Please allow me to give a less direct proof. Let $p$ be the product of $n$ different primes $q_1,\ldots,q_n$.
We know $$\sum_{d \mid p}\mu(d)=0,$$ where $\mu$ is the Möbius function.
Each divisor $d$ of $p$ is the product of primes from the set $\{q_1,\ldots,q_n\}$, and will satisfy $\mu(d)=1$ or $\mu(d)=-1$, depending on the parity of the number of primes dividing $d$.
It follows that there as many ways to choose an odd number of primes as ways to choose an even number of primes.
Equivalently, $$\sum_{0\leq 2k \leq n}\binom{n}{2k}=\sum_{0\leq 2k+1 \leq n}\binom{n}{2k+1},$$ it follows that $$\sum_{k=0}^n\binom{n}{k}(-1)^k=0.$$
Even though this question is pretty old, and the OP probably will not see the answer, I think it's worthwhile to provide a proof by induction, which the OP (and maybe others) had problems with and surprisingly no one has posted yet.

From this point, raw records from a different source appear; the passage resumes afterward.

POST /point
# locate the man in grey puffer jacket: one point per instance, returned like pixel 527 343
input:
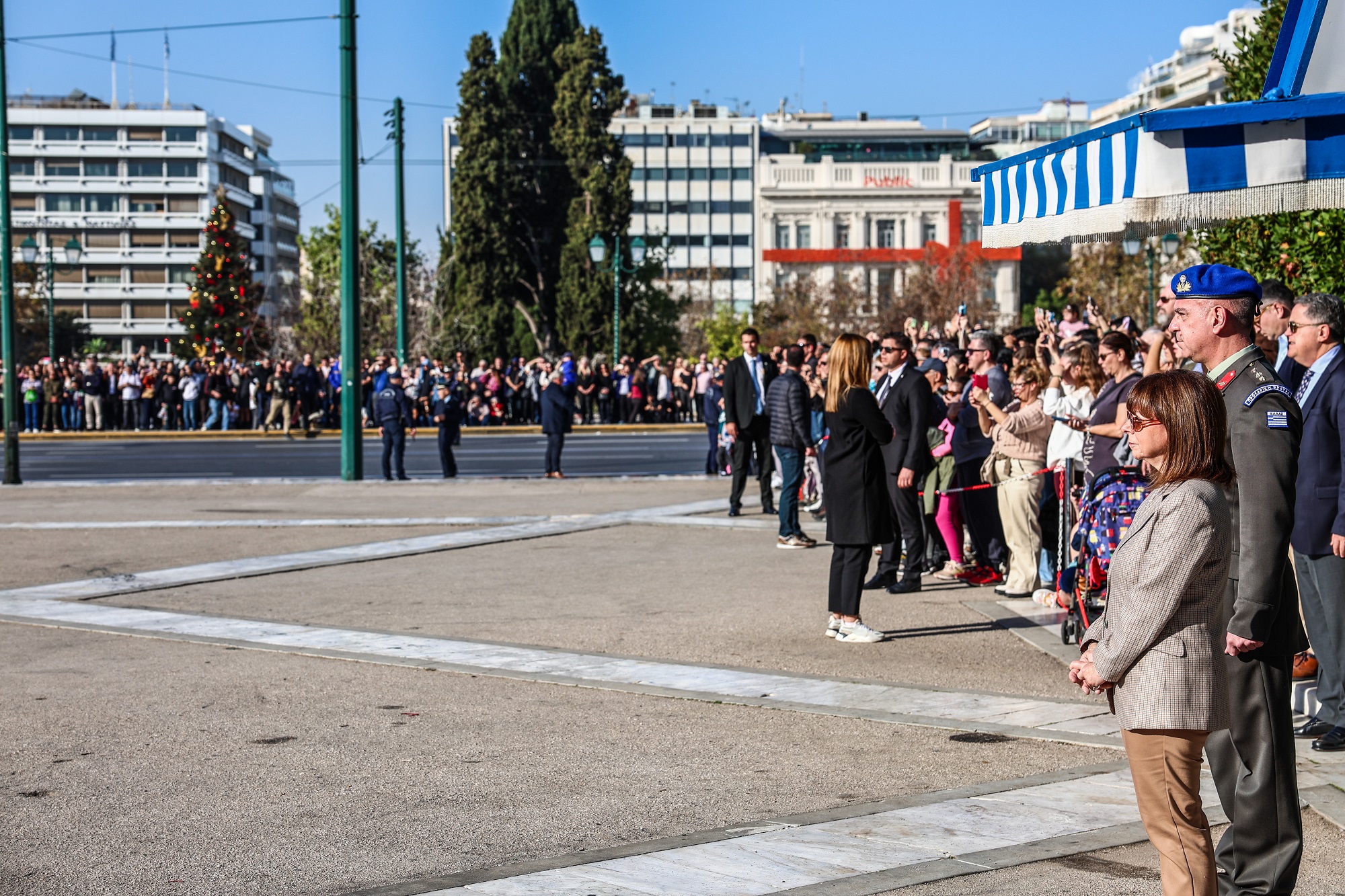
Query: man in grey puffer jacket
pixel 792 436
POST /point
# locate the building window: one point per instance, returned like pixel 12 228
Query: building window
pixel 64 202
pixel 147 205
pixel 102 202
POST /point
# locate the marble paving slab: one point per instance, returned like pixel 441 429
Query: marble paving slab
pixel 835 850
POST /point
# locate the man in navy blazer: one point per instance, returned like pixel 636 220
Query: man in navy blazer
pixel 1316 327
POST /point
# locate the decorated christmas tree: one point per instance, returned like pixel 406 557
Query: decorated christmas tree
pixel 221 313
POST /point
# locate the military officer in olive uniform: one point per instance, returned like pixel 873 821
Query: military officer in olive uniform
pixel 393 413
pixel 1254 760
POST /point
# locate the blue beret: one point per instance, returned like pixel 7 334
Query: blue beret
pixel 1215 282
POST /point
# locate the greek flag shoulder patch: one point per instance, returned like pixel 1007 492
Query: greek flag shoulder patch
pixel 1261 391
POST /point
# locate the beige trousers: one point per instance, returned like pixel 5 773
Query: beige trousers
pixel 1019 517
pixel 1165 766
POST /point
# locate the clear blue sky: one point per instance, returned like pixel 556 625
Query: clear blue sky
pixel 934 60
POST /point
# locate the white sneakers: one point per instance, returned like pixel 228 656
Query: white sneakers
pixel 859 633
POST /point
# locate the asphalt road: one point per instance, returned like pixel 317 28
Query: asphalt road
pixel 586 455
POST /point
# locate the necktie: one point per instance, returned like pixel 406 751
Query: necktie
pixel 1303 386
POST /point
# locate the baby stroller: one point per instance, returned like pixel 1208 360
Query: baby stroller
pixel 1108 513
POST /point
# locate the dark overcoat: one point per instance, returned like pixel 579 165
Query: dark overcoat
pixel 859 510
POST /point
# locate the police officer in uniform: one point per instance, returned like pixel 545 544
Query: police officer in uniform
pixel 449 413
pixel 393 412
pixel 1253 762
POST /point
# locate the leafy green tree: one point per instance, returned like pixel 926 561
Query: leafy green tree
pixel 1304 249
pixel 477 300
pixel 588 95
pixel 318 329
pixel 543 185
pixel 221 314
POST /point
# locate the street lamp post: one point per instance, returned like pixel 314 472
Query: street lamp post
pixel 598 251
pixel 30 255
pixel 1130 245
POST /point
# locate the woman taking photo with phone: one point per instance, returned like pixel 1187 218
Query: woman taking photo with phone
pixel 1159 646
pixel 859 514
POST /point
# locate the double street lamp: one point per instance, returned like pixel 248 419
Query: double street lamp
pixel 598 251
pixel 29 248
pixel 1171 244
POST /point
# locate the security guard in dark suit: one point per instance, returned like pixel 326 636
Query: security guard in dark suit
pixel 449 413
pixel 393 413
pixel 1254 759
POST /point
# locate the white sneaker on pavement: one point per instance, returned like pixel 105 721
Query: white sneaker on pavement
pixel 859 633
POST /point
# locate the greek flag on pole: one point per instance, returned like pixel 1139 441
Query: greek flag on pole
pixel 1186 167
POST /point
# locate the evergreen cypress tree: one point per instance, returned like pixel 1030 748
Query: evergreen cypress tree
pixel 588 95
pixel 543 185
pixel 1304 249
pixel 482 280
pixel 221 311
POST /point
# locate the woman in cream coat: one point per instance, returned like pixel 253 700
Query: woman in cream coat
pixel 1159 646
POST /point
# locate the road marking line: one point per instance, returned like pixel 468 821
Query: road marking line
pixel 1087 723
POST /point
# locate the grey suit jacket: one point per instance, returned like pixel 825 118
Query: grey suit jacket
pixel 1161 638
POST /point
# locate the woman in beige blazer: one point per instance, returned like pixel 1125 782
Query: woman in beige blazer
pixel 1159 646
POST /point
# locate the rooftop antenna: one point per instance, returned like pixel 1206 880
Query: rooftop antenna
pixel 115 106
pixel 166 68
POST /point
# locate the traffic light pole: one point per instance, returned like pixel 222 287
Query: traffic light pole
pixel 400 214
pixel 9 341
pixel 352 423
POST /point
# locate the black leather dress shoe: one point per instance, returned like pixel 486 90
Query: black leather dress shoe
pixel 1315 727
pixel 1331 741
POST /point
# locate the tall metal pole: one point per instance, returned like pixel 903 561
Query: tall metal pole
pixel 617 304
pixel 52 306
pixel 9 342
pixel 352 425
pixel 400 213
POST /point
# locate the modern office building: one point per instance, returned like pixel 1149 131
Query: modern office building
pixel 1011 135
pixel 135 188
pixel 1190 77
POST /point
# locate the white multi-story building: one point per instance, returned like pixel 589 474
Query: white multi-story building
pixel 135 188
pixel 1191 77
pixel 861 200
pixel 1011 135
pixel 744 204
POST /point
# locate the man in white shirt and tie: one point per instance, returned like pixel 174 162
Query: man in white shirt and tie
pixel 746 381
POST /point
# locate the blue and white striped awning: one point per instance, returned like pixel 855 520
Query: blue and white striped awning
pixel 1183 169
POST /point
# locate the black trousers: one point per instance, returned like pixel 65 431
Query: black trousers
pixel 446 451
pixel 981 513
pixel 1254 771
pixel 555 443
pixel 909 526
pixel 395 446
pixel 755 438
pixel 849 567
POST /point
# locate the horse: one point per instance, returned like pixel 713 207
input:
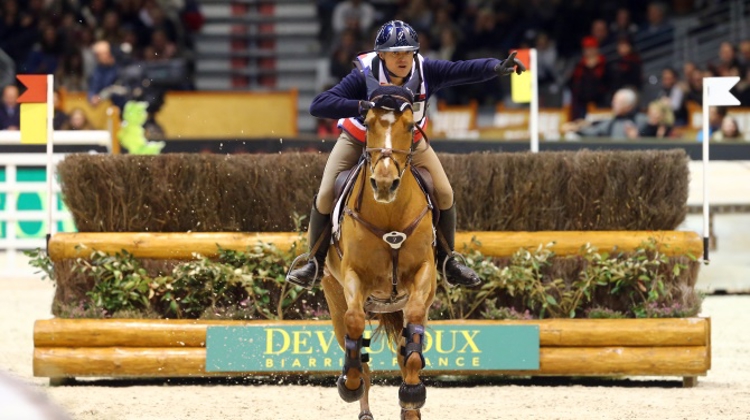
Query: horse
pixel 383 261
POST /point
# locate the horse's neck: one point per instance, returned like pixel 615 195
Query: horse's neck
pixel 398 213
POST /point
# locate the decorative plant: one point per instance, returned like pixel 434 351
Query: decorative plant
pixel 132 135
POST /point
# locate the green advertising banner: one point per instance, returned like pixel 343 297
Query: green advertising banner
pixel 31 201
pixel 313 348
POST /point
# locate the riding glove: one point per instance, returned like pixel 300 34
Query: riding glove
pixel 516 66
pixel 365 106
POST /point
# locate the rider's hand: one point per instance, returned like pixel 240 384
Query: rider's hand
pixel 365 106
pixel 506 67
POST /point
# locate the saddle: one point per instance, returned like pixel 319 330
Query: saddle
pixel 344 185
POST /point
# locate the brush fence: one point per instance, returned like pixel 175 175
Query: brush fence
pixel 68 348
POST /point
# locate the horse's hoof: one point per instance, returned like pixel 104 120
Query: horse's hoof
pixel 347 394
pixel 412 397
pixel 405 411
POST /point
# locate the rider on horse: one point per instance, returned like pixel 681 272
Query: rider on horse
pixel 396 60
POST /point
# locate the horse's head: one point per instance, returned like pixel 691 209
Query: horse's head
pixel 390 134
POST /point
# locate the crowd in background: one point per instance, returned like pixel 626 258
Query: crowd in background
pixel 93 46
pixel 587 52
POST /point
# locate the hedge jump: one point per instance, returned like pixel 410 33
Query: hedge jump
pixel 69 348
pixel 184 246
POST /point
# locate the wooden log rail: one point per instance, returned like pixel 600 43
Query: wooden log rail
pixel 680 347
pixel 184 246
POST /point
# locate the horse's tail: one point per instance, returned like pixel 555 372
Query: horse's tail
pixel 392 325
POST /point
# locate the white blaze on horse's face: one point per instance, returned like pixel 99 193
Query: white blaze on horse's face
pixel 387 131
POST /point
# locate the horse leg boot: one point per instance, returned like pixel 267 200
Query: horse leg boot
pixel 319 239
pixel 353 359
pixel 454 271
pixel 412 396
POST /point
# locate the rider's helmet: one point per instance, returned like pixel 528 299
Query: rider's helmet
pixel 396 35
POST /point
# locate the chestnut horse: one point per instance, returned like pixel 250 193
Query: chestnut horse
pixel 383 264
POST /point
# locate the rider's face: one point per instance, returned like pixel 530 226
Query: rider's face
pixel 398 62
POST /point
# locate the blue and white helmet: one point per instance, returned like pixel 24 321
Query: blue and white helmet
pixel 396 35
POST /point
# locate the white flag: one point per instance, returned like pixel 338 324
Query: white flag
pixel 717 91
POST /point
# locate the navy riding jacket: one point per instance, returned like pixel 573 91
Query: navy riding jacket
pixel 342 100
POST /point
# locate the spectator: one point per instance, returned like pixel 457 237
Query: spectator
pixel 43 59
pixel 588 83
pixel 60 117
pixel 744 56
pixel 727 60
pixel 716 116
pixel 418 14
pixel 110 29
pixel 161 48
pixel 600 32
pixel 657 28
pixel 358 15
pixel 10 111
pixel 623 25
pixel 78 120
pixel 7 69
pixel 695 87
pixel 105 76
pixel 659 122
pixel 626 70
pixel 626 122
pixel 341 59
pixel 728 132
pixel 672 94
pixel 70 74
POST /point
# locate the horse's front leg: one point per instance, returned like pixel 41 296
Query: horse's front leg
pixel 412 394
pixel 351 382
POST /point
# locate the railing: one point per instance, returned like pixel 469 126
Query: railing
pixel 23 197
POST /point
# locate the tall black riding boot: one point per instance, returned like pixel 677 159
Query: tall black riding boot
pixel 456 273
pixel 320 237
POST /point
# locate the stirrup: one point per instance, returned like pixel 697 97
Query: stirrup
pixel 456 255
pixel 295 262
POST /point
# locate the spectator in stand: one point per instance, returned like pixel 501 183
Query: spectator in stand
pixel 60 117
pixel 695 87
pixel 626 122
pixel 659 121
pixel 588 84
pixel 78 121
pixel 600 32
pixel 44 57
pixel 341 59
pixel 727 60
pixel 358 15
pixel 110 29
pixel 10 110
pixel 418 14
pixel 626 70
pixel 7 69
pixel 70 74
pixel 18 32
pixel 105 76
pixel 744 53
pixel 161 48
pixel 728 132
pixel 716 116
pixel 673 95
pixel 657 28
pixel 623 25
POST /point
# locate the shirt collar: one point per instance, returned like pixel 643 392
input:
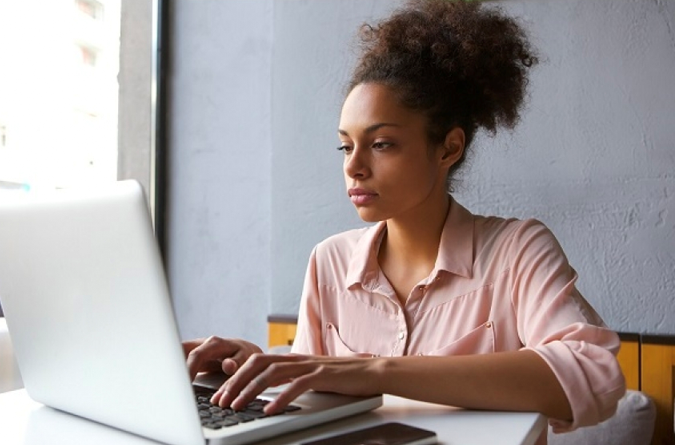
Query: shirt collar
pixel 455 253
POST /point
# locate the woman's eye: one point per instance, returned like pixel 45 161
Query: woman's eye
pixel 381 145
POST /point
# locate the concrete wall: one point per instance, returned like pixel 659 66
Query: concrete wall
pixel 256 181
pixel 218 226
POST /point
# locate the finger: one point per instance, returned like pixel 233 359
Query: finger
pixel 232 364
pixel 275 374
pixel 208 355
pixel 297 387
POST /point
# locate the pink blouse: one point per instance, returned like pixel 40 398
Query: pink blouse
pixel 497 285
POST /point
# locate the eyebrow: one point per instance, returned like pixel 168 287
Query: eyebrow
pixel 371 128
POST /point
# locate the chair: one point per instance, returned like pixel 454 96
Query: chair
pixel 632 424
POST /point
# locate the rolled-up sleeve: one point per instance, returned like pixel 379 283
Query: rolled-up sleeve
pixel 556 322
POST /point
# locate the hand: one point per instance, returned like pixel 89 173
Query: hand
pixel 215 354
pixel 351 376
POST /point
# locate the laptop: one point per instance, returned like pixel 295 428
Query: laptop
pixel 87 305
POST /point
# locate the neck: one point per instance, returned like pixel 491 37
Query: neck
pixel 416 236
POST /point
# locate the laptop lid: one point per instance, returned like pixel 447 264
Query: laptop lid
pixel 88 309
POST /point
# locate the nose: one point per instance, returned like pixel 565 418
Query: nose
pixel 356 164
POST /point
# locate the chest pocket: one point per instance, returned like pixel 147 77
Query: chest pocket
pixel 480 340
pixel 336 347
pixel 460 325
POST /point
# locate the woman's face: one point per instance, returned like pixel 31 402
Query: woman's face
pixel 389 170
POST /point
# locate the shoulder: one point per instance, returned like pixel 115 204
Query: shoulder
pixel 512 238
pixel 345 243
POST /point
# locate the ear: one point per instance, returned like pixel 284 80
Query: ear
pixel 453 147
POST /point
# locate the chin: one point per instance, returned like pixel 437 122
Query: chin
pixel 368 215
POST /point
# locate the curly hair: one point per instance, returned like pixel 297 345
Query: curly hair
pixel 461 64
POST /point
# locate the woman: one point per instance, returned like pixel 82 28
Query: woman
pixel 431 302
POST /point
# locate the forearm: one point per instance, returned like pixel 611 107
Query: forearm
pixel 514 381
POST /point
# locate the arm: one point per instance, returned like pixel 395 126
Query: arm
pixel 518 380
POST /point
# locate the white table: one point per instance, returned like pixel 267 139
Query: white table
pixel 24 421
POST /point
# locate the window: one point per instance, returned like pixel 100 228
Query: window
pixel 90 8
pixel 59 93
pixel 62 110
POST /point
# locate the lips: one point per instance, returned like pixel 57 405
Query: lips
pixel 360 196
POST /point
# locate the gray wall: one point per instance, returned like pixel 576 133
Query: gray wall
pixel 256 181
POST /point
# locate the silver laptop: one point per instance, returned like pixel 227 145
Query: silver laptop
pixel 88 308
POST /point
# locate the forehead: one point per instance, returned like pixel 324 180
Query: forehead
pixel 372 103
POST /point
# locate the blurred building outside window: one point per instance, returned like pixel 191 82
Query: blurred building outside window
pixel 59 65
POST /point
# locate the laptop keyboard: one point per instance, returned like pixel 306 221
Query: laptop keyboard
pixel 215 417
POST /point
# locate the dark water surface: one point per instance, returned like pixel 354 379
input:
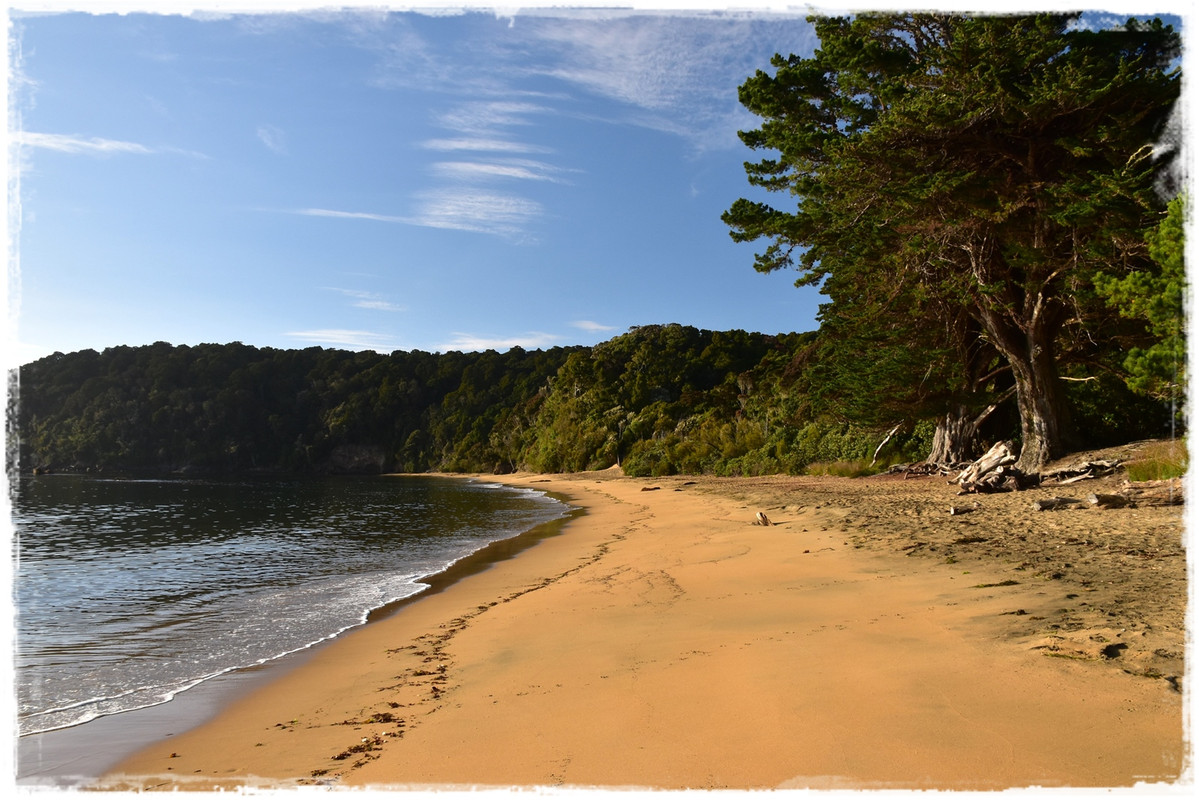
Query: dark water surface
pixel 130 591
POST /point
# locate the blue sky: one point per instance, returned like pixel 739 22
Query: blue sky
pixel 372 180
pixel 385 180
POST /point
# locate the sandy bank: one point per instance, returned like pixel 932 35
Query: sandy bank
pixel 666 641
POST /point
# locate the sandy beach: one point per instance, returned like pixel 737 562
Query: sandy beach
pixel 865 639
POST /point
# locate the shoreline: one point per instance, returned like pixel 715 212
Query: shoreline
pixel 70 757
pixel 664 641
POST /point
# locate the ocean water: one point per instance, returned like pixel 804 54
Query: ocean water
pixel 128 591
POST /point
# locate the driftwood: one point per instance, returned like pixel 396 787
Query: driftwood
pixel 1053 504
pixel 1109 500
pixel 995 471
pixel 884 443
pixel 998 456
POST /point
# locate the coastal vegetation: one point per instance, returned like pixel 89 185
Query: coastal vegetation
pixel 989 204
pixel 658 400
pixel 972 194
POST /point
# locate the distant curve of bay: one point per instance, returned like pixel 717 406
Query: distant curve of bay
pixel 131 593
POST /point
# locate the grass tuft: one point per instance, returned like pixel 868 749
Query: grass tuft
pixel 860 468
pixel 1158 461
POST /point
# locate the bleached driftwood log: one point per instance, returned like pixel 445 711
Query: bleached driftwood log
pixel 1108 500
pixel 1052 504
pixel 999 456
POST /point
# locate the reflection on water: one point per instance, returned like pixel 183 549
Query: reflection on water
pixel 128 591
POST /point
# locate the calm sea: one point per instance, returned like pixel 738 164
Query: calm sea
pixel 128 591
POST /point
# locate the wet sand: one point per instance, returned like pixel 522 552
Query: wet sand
pixel 866 639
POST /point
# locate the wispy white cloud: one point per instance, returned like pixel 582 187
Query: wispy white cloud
pixel 92 145
pixel 456 209
pixel 273 138
pixel 484 116
pixel 368 300
pixel 513 168
pixel 349 215
pixel 471 209
pixel 483 145
pixel 470 342
pixel 595 328
pixel 345 338
pixel 673 72
pixel 64 143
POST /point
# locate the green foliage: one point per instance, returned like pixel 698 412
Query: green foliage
pixel 1160 462
pixel 959 180
pixel 1155 296
pixel 660 400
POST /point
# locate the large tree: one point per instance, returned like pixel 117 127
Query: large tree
pixel 1000 162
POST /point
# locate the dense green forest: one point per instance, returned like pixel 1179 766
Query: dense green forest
pixel 990 206
pixel 658 400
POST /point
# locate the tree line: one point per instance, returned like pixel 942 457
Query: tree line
pixel 990 206
pixel 658 400
pixel 982 202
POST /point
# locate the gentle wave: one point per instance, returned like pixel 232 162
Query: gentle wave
pixel 191 638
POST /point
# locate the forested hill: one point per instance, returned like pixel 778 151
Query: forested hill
pixel 660 400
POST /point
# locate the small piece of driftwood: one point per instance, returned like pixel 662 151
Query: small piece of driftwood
pixel 1108 500
pixel 1000 455
pixel 1053 504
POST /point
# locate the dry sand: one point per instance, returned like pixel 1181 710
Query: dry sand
pixel 866 639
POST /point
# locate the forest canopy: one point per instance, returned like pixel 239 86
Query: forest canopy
pixel 974 196
pixel 658 400
pixel 988 204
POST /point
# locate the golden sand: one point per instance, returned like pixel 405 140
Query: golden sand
pixel 666 641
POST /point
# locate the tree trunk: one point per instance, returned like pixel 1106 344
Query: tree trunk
pixel 1038 396
pixel 1042 409
pixel 956 438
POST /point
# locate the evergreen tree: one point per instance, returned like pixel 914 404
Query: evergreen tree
pixel 1000 162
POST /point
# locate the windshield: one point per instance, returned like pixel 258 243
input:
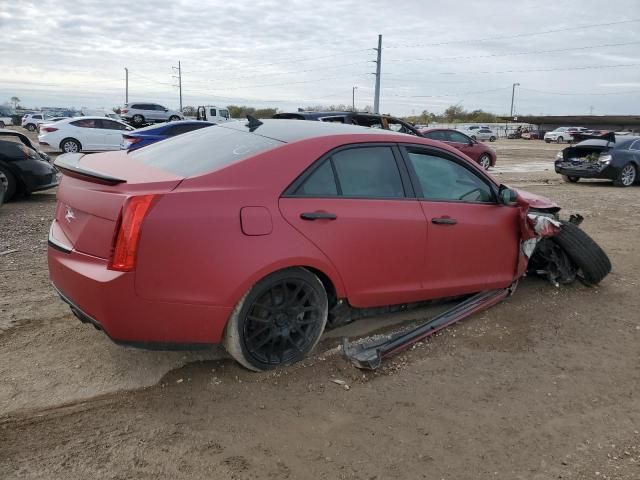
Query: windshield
pixel 203 151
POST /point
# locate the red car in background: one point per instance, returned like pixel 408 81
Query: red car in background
pixel 484 155
pixel 258 234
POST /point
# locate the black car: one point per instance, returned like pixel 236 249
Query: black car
pixel 23 168
pixel 372 120
pixel 606 157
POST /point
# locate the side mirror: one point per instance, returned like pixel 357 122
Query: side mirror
pixel 507 195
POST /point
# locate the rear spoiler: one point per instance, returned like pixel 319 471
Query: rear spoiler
pixel 609 137
pixel 69 163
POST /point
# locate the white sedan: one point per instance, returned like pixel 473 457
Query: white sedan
pixel 87 134
pixel 482 133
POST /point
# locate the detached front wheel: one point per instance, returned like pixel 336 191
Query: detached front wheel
pixel 591 263
pixel 570 179
pixel 627 176
pixel 279 321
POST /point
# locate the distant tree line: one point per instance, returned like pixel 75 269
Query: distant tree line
pixel 453 114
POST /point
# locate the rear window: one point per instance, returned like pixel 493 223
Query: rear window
pixel 203 151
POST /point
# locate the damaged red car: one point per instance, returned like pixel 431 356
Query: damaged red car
pixel 260 234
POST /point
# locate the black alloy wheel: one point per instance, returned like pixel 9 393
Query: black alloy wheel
pixel 279 321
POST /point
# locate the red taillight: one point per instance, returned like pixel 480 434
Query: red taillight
pixel 132 140
pixel 127 236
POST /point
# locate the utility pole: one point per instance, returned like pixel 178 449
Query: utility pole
pixel 376 98
pixel 353 99
pixel 126 85
pixel 179 77
pixel 513 92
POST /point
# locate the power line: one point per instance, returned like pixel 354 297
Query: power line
pixel 285 84
pixel 530 52
pixel 581 93
pixel 463 94
pixel 291 60
pixel 518 35
pixel 136 74
pixel 287 73
pixel 475 72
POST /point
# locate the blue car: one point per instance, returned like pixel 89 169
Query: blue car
pixel 148 135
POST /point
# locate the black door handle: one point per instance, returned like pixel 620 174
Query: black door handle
pixel 318 216
pixel 444 221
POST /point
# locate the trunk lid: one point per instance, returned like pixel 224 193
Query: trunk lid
pixel 92 192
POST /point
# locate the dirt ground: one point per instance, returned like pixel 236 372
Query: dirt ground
pixel 545 385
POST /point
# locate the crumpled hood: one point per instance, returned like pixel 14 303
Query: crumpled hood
pixel 536 201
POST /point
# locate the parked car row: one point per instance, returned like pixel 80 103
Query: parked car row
pixel 23 168
pixel 463 142
pixel 610 157
pixel 289 203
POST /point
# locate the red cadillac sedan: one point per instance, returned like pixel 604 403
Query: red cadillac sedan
pixel 481 153
pixel 256 234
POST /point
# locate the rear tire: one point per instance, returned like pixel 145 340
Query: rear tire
pixel 570 179
pixel 10 184
pixel 70 145
pixel 278 321
pixel 591 261
pixel 627 176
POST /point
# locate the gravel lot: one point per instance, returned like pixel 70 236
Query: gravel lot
pixel 545 385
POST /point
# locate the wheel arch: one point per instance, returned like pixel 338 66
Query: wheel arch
pixel 325 272
pixel 21 186
pixel 69 138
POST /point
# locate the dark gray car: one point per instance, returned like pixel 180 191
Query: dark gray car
pixel 141 113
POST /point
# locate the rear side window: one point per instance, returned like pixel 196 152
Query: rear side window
pixel 366 172
pixel 437 135
pixel 203 151
pixel 321 183
pixel 457 137
pixel 85 123
pixel 111 125
pixel 442 179
pixel 180 129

Since the statement is true for $n=1$, suppose it holds for $n=m$. Then the statement for $n=m+1$ follows from $$\require\cancel \sum_{k=0}^{m+1} (-1)^k {m+1 \choose k} =\sum_{k=0}^{m} (-1)^k {m \choose k} \\ \cancel{{m \choose 0}-{m+1 \choose 0}}+\sum_{k=1}^{m} (-1)^k {m \choose k}-(-1)^k{m+1 \choose k}-(-1)^{m+1}{m+1 \choose m+1}=0 \\ \sum_{k=1}^m (-1)^{k+1}\left({m+1 \choose k}-{m \choose k}\right)+(-1)^{m+2}{m+1 \choose m+1}=0,$$ which, recalling the property $\displaystyle {a \choose b}+{a \choose b+1}={a+1 \choose b+1},$ is equivalent to $$\sum_{k=1}^m (-1)^{k+1} {m \choose k-1}+(-1)^{m+2}{m+1 \choose m+1}=0 \\ \sum_{k=0}^{m-1} (-1)^{k} {m \choose k}+(-1)^{m}{m \choose m}=0 \\ \sum_{k=0}^{m} (-1)^k {m \choose k}=0,$$ and this is is precisely our inductive hypothesis.
As this question just got revived, I thought I'd add another bijective proof. Namely, we are trying to show that the number of subsets of $\{1,2,\dots,n\}$ with an odd number of elements is equal to the number of subsets with an even number of elements. To that end, given any subset $S$, just take the symmetric difference with $\{1\}$, i.e. $S\to S\triangle \{1\}$.